GORENJE, d.d., Velenje
Gorenje commences call for binding offers for 5-year notes
Pursuant to the provisions of the Rules and Regulations of the Ljubljana Stock Exchange, d.d., Financial Instruments Market Act (ZTFI), and the Corporate Governance Code of the Ljubljana Stock Exchange and Warsaw Stock Exchange, the company Gorenje, d.d., Velenje, hereby makes the following announcement:
The company GORENJE, d.d., Partizanska cesta 12, SI-3320 Velenje, (hereinafter: Gorenje, d.d.) hereby publicly announces that it intends, consistently with its policy to diversify its financing sources, to issue 5-year corporate notes. The resolution on the issue of ordinary notes with the symbol GV01 was adopted by the company on September 30, 2014.
By issuing the notes, Gorenje, d.d., is looking to further strengthen its debt maturity profile and diversify its long-term financing sources which are currently restricted to mostly banking sources.
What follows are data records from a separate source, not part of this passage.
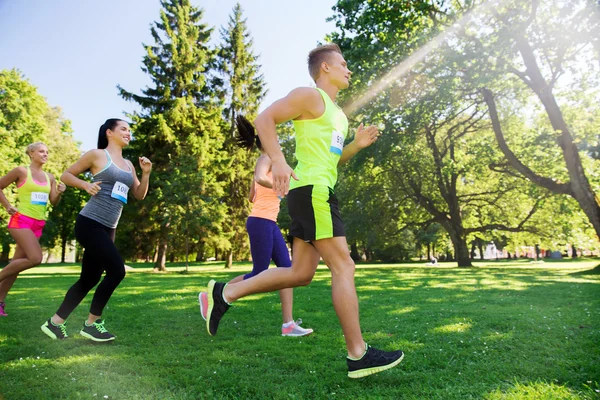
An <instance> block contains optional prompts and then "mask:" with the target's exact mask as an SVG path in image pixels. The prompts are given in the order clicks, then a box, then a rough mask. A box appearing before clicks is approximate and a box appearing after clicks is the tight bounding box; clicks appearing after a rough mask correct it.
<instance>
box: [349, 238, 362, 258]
mask: <svg viewBox="0 0 600 400" xmlns="http://www.w3.org/2000/svg"><path fill="white" fill-rule="evenodd" d="M350 257H352V259H353V260H354V261H360V254H358V246H357V245H356V241H354V242H352V244H351V245H350Z"/></svg>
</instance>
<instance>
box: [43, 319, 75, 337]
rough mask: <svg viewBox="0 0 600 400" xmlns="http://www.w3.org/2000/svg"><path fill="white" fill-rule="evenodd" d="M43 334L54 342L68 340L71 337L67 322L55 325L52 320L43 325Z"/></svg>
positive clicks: (65, 321)
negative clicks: (67, 327) (67, 326)
mask: <svg viewBox="0 0 600 400" xmlns="http://www.w3.org/2000/svg"><path fill="white" fill-rule="evenodd" d="M42 332H44V333H45V334H46V335H48V336H49V337H50V338H51V339H54V340H56V339H66V338H68V337H69V335H67V322H66V321H65V322H64V323H62V324H58V325H55V324H54V323H53V322H52V318H49V319H48V321H46V322H44V325H42Z"/></svg>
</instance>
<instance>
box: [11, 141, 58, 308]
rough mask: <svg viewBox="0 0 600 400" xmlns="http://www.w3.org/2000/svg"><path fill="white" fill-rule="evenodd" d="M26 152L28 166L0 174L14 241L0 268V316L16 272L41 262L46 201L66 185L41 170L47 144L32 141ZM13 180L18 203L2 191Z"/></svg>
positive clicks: (11, 231)
mask: <svg viewBox="0 0 600 400" xmlns="http://www.w3.org/2000/svg"><path fill="white" fill-rule="evenodd" d="M26 152H27V155H28V156H29V158H30V159H31V164H30V165H29V167H17V168H15V169H13V170H12V171H10V172H9V173H8V174H6V175H5V176H3V177H2V178H0V203H2V205H3V206H4V208H5V209H6V211H7V212H8V214H9V215H10V220H9V221H8V232H10V234H11V236H12V237H13V239H15V242H17V248H16V249H15V254H14V256H13V259H12V261H11V262H10V263H9V264H8V265H7V266H6V267H4V268H3V269H2V270H1V271H0V317H5V316H7V315H8V314H6V311H5V306H6V305H5V304H4V300H5V298H6V295H7V294H8V291H9V290H10V288H11V287H12V285H13V283H15V280H16V279H17V276H18V275H19V273H20V272H22V271H24V270H26V269H28V268H32V267H35V266H36V265H39V264H40V263H41V262H42V248H41V247H40V244H39V242H38V240H39V238H40V236H42V229H43V228H44V225H45V224H46V209H47V206H48V203H51V204H52V205H53V206H55V205H57V204H58V202H59V201H60V196H61V195H62V193H63V192H64V191H65V189H66V186H65V185H64V184H63V183H59V184H57V183H56V179H54V176H53V175H52V174H48V173H46V172H44V170H43V168H44V164H46V162H47V161H48V147H47V146H46V145H45V144H44V143H41V142H37V143H32V144H30V145H29V146H27V150H26ZM12 183H15V184H16V185H17V199H18V207H15V206H13V205H12V204H10V202H9V201H8V199H7V198H6V196H5V195H4V193H3V192H2V190H4V188H6V187H7V186H9V185H11V184H12Z"/></svg>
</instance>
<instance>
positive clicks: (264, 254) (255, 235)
mask: <svg viewBox="0 0 600 400" xmlns="http://www.w3.org/2000/svg"><path fill="white" fill-rule="evenodd" d="M236 124H237V130H238V134H239V137H238V140H237V142H238V145H239V146H240V147H242V148H245V149H248V150H252V149H253V148H254V144H256V147H258V149H259V150H260V153H261V154H260V157H259V158H258V160H257V161H256V167H255V168H254V179H253V180H252V183H251V185H250V193H249V195H248V200H250V202H252V211H251V212H250V215H249V216H248V219H247V220H246V230H247V231H248V236H249V238H250V252H251V254H252V263H253V265H252V272H250V273H249V274H246V275H240V276H238V277H236V278H234V279H232V280H231V281H230V282H231V283H235V282H239V281H242V280H244V279H249V278H252V277H253V276H255V275H258V274H260V273H261V272H263V271H266V270H267V269H268V268H269V264H270V263H271V260H273V262H274V263H275V265H276V266H277V267H282V268H289V267H291V266H292V261H291V260H290V255H289V252H288V248H287V246H286V244H285V240H284V239H283V235H282V234H281V230H280V229H279V227H278V226H277V215H278V214H279V203H280V199H279V198H278V197H277V195H276V194H275V192H274V191H273V181H272V180H271V159H270V158H269V156H267V153H265V151H264V150H263V149H262V146H261V145H260V140H259V138H258V136H257V135H256V133H255V131H254V127H253V126H252V124H251V123H250V122H249V121H248V120H247V119H246V118H244V117H242V116H238V118H237V121H236ZM293 290H294V289H292V288H288V289H281V290H280V291H279V297H280V299H281V313H282V317H283V324H282V326H281V335H282V336H306V335H310V334H311V333H312V332H313V330H312V329H305V328H302V327H301V326H300V324H301V323H302V320H301V319H298V320H297V321H294V318H293V316H292V305H293ZM198 298H199V301H200V314H201V315H202V318H204V319H206V311H207V308H208V296H207V294H206V292H201V293H200V294H199V296H198Z"/></svg>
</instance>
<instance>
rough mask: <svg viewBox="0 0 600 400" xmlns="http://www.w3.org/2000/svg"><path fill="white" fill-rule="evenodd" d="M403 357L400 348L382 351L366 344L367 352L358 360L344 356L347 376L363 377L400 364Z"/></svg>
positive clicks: (388, 368) (360, 377)
mask: <svg viewBox="0 0 600 400" xmlns="http://www.w3.org/2000/svg"><path fill="white" fill-rule="evenodd" d="M403 358H404V353H403V352H402V351H401V350H397V351H382V350H378V349H376V348H374V347H371V346H368V347H367V352H366V353H365V355H364V356H362V358H361V359H360V360H351V359H349V358H346V362H347V363H348V377H349V378H364V377H365V376H369V375H372V374H376V373H378V372H381V371H385V370H386V369H390V368H393V367H395V366H396V365H398V364H400V361H402V359H403Z"/></svg>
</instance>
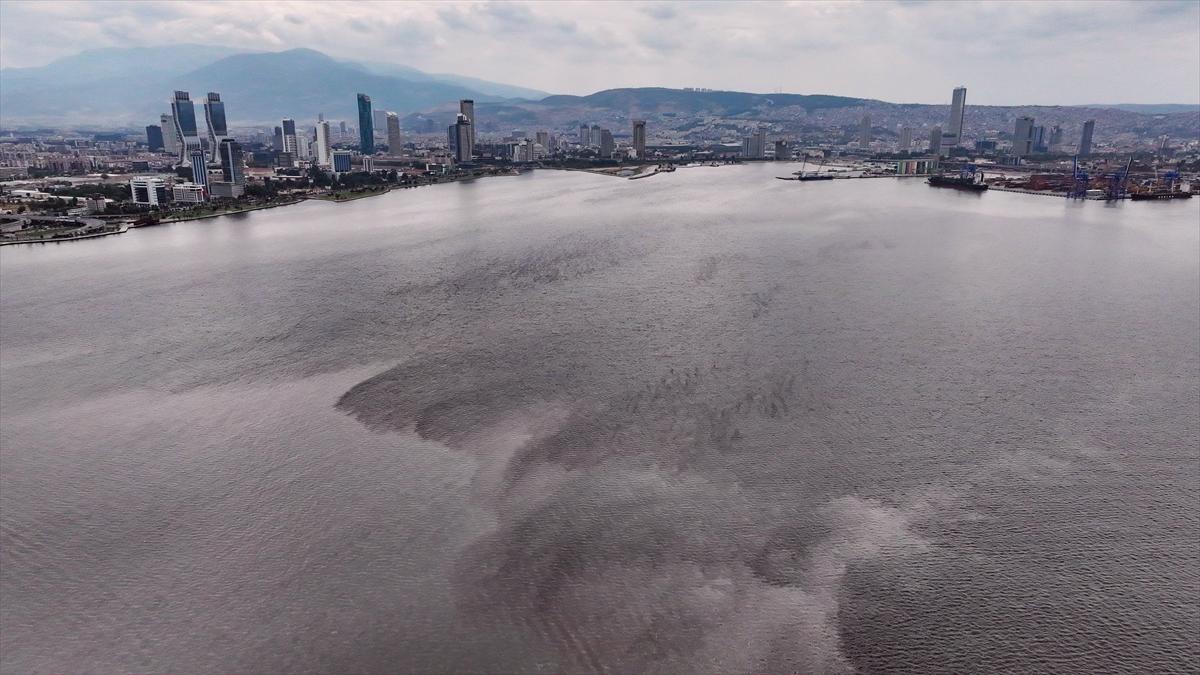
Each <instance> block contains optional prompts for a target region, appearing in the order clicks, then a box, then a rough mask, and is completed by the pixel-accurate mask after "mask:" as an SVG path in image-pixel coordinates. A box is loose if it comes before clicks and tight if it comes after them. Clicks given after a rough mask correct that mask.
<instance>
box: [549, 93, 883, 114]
mask: <svg viewBox="0 0 1200 675" xmlns="http://www.w3.org/2000/svg"><path fill="white" fill-rule="evenodd" d="M868 102H870V100H868V98H851V97H847V96H824V95H805V94H748V92H744V91H689V90H685V89H666V88H654V86H647V88H636V89H606V90H604V91H596V92H595V94H589V95H587V96H548V97H546V98H542V100H541V101H540V103H541V104H542V106H550V107H559V108H563V107H584V108H607V109H619V110H634V112H641V113H653V112H674V113H698V112H710V113H715V114H724V115H736V114H739V113H743V112H749V110H754V109H758V108H762V107H785V106H797V107H800V108H804V109H806V110H810V112H811V110H816V109H820V108H848V107H852V106H862V104H864V103H868Z"/></svg>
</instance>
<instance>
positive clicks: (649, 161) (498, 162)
mask: <svg viewBox="0 0 1200 675" xmlns="http://www.w3.org/2000/svg"><path fill="white" fill-rule="evenodd" d="M685 91H690V92H697V94H700V92H704V91H709V90H698V89H695V90H694V89H689V90H685ZM966 95H967V90H966V88H964V86H959V88H956V89H954V91H953V94H952V98H950V109H949V118H948V120H947V123H946V126H944V127H943V126H932V127H930V129H925V127H924V126H923V127H917V126H910V125H904V124H896V125H895V126H894V127H893V126H890V125H889V126H888V127H884V129H881V127H878V126H875V125H872V120H871V117H870V114H863V115H862V118H860V119H859V121H858V124H857V125H856V126H853V127H850V129H847V127H846V126H845V125H842V126H841V127H839V129H836V130H835V132H834V133H824V135H820V136H817V135H814V137H812V138H809V139H805V141H802V139H799V138H797V137H796V135H788V133H780V132H778V131H776V130H774V129H772V125H768V124H762V123H755V121H754V120H749V121H748V123H746V124H745V125H744V126H743V127H742V129H740V131H742V132H743V136H742V137H740V139H739V141H740V142H739V143H738V142H737V141H733V142H731V141H730V139H728V138H722V139H720V141H718V142H686V141H680V139H678V138H676V137H674V136H673V135H671V136H668V138H667V139H666V141H664V142H659V143H653V144H648V142H647V133H648V124H647V119H629V120H628V129H623V130H620V131H619V133H616V135H614V132H613V130H611V129H607V127H602V126H600V125H599V124H594V123H582V121H576V123H572V124H571V125H570V126H562V125H559V126H558V127H557V129H547V130H541V131H535V132H533V133H527V132H524V131H521V130H515V131H511V132H509V133H496V132H490V133H487V135H486V136H485V135H482V133H479V132H478V131H476V130H478V129H479V120H478V119H476V114H475V103H474V101H472V100H462V101H460V102H458V108H457V110H458V112H457V114H456V117H455V120H454V124H451V125H450V126H449V127H448V129H446V132H445V136H440V135H439V133H437V131H436V129H430V127H431V126H433V120H432V119H427V118H422V119H421V120H420V123H421V127H422V129H421V131H420V132H418V133H413V132H412V130H409V138H408V139H407V141H406V137H404V135H403V133H402V125H401V117H400V115H398V114H397V113H395V112H388V110H379V109H374V108H373V107H372V101H371V96H368V95H367V94H359V95H358V97H356V101H355V102H356V109H358V119H356V120H352V124H347V121H346V120H329V119H325V115H324V114H318V115H317V119H316V121H314V123H310V124H307V125H302V126H301V125H298V124H296V121H295V120H294V119H283V120H280V124H278V125H276V126H274V127H253V129H247V130H239V133H238V135H236V137H235V135H232V133H230V130H229V125H228V123H227V114H226V102H224V101H222V100H221V95H220V92H208V94H206V96H205V97H204V100H203V101H202V102H200V108H202V114H198V113H197V109H196V102H193V100H192V97H191V95H190V92H187V91H175V92H174V94H173V96H172V97H170V98H169V109H168V110H167V112H163V113H162V115H161V117H160V119H158V120H157V123H158V124H151V125H149V126H146V127H145V136H144V137H140V135H137V136H133V135H130V133H120V132H118V133H94V135H92V136H91V137H90V138H83V137H70V136H66V135H59V133H54V132H46V133H37V135H30V136H28V137H25V136H22V137H18V136H16V135H14V133H10V135H7V137H4V138H0V179H2V180H4V183H2V184H0V243H37V241H47V240H62V239H76V238H83V237H98V235H104V234H113V233H119V232H125V231H126V229H127V228H128V227H139V226H145V225H156V223H160V222H169V221H179V220H193V219H199V217H212V216H215V215H222V214H229V213H238V211H244V210H252V209H260V208H270V207H276V205H283V204H290V203H295V202H298V201H301V199H312V198H317V199H328V201H334V202H341V201H348V199H355V198H361V197H368V196H373V195H379V193H383V192H388V191H390V190H394V189H397V187H415V186H420V185H428V184H436V183H444V181H448V180H462V179H468V178H480V177H487V175H510V174H512V173H515V172H520V171H526V169H529V168H560V169H576V171H590V172H595V173H602V174H608V175H613V177H620V178H647V177H650V175H654V174H656V173H660V172H664V171H673V169H674V167H677V166H685V165H722V163H739V162H745V161H792V162H797V161H799V162H804V165H803V166H802V168H800V171H798V172H791V175H793V177H797V178H791V177H780V178H785V179H788V180H809V179H815V178H822V179H832V178H880V177H916V175H926V177H941V178H940V180H942V183H935V180H934V179H931V180H930V183H931V184H938V185H949V186H955V185H956V186H970V187H979V189H986V187H995V189H1001V190H1008V191H1018V192H1027V193H1038V195H1056V196H1063V197H1076V198H1097V199H1102V198H1103V199H1123V198H1126V197H1133V198H1150V197H1154V198H1178V197H1189V196H1190V185H1192V184H1194V183H1195V179H1196V175H1195V172H1196V171H1198V169H1200V161H1198V157H1196V153H1198V150H1200V148H1198V143H1196V141H1195V139H1189V141H1187V142H1184V143H1182V144H1178V143H1177V144H1175V145H1174V147H1172V144H1171V143H1170V139H1169V138H1168V137H1165V136H1163V137H1160V138H1156V139H1154V143H1153V144H1152V145H1151V147H1148V148H1147V147H1145V145H1142V147H1140V148H1120V149H1118V148H1111V149H1106V151H1103V153H1097V151H1096V150H1097V148H1096V141H1097V136H1098V133H1099V131H1098V129H1097V120H1094V119H1088V120H1086V121H1085V123H1084V124H1082V127H1081V129H1080V130H1078V135H1073V137H1072V138H1068V137H1067V132H1066V131H1064V129H1063V127H1062V126H1061V125H1057V124H1056V125H1050V126H1049V129H1048V126H1046V125H1039V124H1037V120H1036V119H1033V118H1032V117H1027V115H1022V117H1018V118H1016V119H1015V123H1014V125H1013V129H1012V131H1010V132H1008V131H1006V132H1001V131H997V130H991V131H984V132H983V133H976V135H973V136H972V137H968V136H967V133H966V130H965V129H964V120H965V115H966V109H967V107H966ZM643 117H646V118H649V117H650V115H643ZM664 121H666V120H664ZM889 121H892V120H889ZM493 126H494V125H493ZM664 126H665V125H664ZM734 131H738V130H734ZM652 133H653V131H652ZM664 136H667V135H666V133H664ZM1075 136H1078V137H1075ZM968 141H970V143H968ZM805 169H808V171H805ZM948 175H950V177H955V178H952V179H949V180H946V179H944V178H946V177H948Z"/></svg>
Following are the key features of the first offering of Gorenje, d.d., notes with the symbol GV01:
- Notes with annual equal instalments of principal and coupon payment maturing in 5 years after the start of interest accrual on October 10, 2014. The principal and coupon/interest shall be due for payment each year at the end of period (recursively). The first payment shall be due on October 10, 2015; thereafter, each successive payment shall be due by October 10 of each year; the last payment shall be due upon note maturity on October 10, 2019.
- Anticipated total nominal value of the total issue of notes is EUR 50 million. The issuer reserves the right to issue the notes in a different total face value of the entire issue than anticipated.
- The notes shall be issued with minimum par value of EUR 1,000 per note. Minimum note subscription amount shall be EUR 10,000, or 10 notes, per subscriber. Anticipated total issue includes 50,000 notes at a par value of EUR 1,000.00 per note.
- Fixed coupon interest rate shall be 3.85% p.a.
- The notes shall be sold at par, i.e. a price equal to 100.00% of the par value per note.
- There is no extra insurance or warranty regarding the notes. Settlement of liabilities and obligations pertaining to the notes is guaranteed by the issuer, against the issuer's entire assets. Until full repayment of all liabilities pertaining to the Notes, the Issuer shall not encumber his property or allow the occurrence of encumbrance of the property of the Issuer's subsidiaries. The Issuer commits to particular note holders and guarantees that throughout the period until the full repayment of the liabilities towards the note holders their claims and receivables based on the notes or related to them, payable by the issuer, are and will be at least equal (pari passu) to issuer's other non-insured receivables.
Gorenje, d.d., signed an agreement with the companies ALTA Skupina, d.d.; ALTA Invest, d.d.; Nova Ljubljanska banka, d.d., Ljubljana (Lead Managers), and Nova KBM, d.d. (Co-Lead Manager) for expert consulting and services related to ZTFI, as well as for establishing the non-binding interest and desirability of the security at hand among the investors. Investor response confirmed that the issuer's decision to enter the capital markets is sensible.
Gorenje, d.d., will work with the Lead Managers and the Co-Lead Manager to collect binding offers for the purchase of notes in the period from October 1, 2014, to October 6, 2014.
The initial offering of Notes shall take place pursuant to Article 49, Paragraph 1, Sections 1 and 2 of the Financial Instruments Market Act (ZTFI), which provides that the first paragraph of Article 36 of the ZTFI, regulating the obligation to publish a prospectus for the offer of securities to the public, shall not apply to an offer of securities, addressed solely to qualified investors or to an offering of securities addressed to less than 150 natural and legal persons who do not have the position of a qualified investor. Pursuant to the ZTFI, announcement of a prospectus is not required for such offer. Pursuant to the relevant legislation, the notes shall be offered in Slovenia, Croatia, and other EU member states, subject to the provisions on the exceptions from the obligation to publish a prospectus.
The notes will be issued in dematerialized form by registration to the KDD (Central Securities Clearing Corporation, d.d., Ljubljana) accounts held by the note holders, in compliance with the KDD rules. After the completion of the initial offering and the registration of the note holders in the KDD central register, the issuer will file with the Securities Market agency (ATVP) a request of approve the prospectus for regulated/organized trading with the notes. When the decision on the approval of prospectus is issued, the notes will he listed on the regulated market of the Ljubljana Stock Exchange, d.d., Ljubljana.
Disclaimer: The English text for all announcements is for information purposes only!
The information included in this announcement will also be available at the official website of the company Gorenje, d.d., Velenje, at www.gorenjegroup.com, for a period of no less than 5 years from the date of announcement.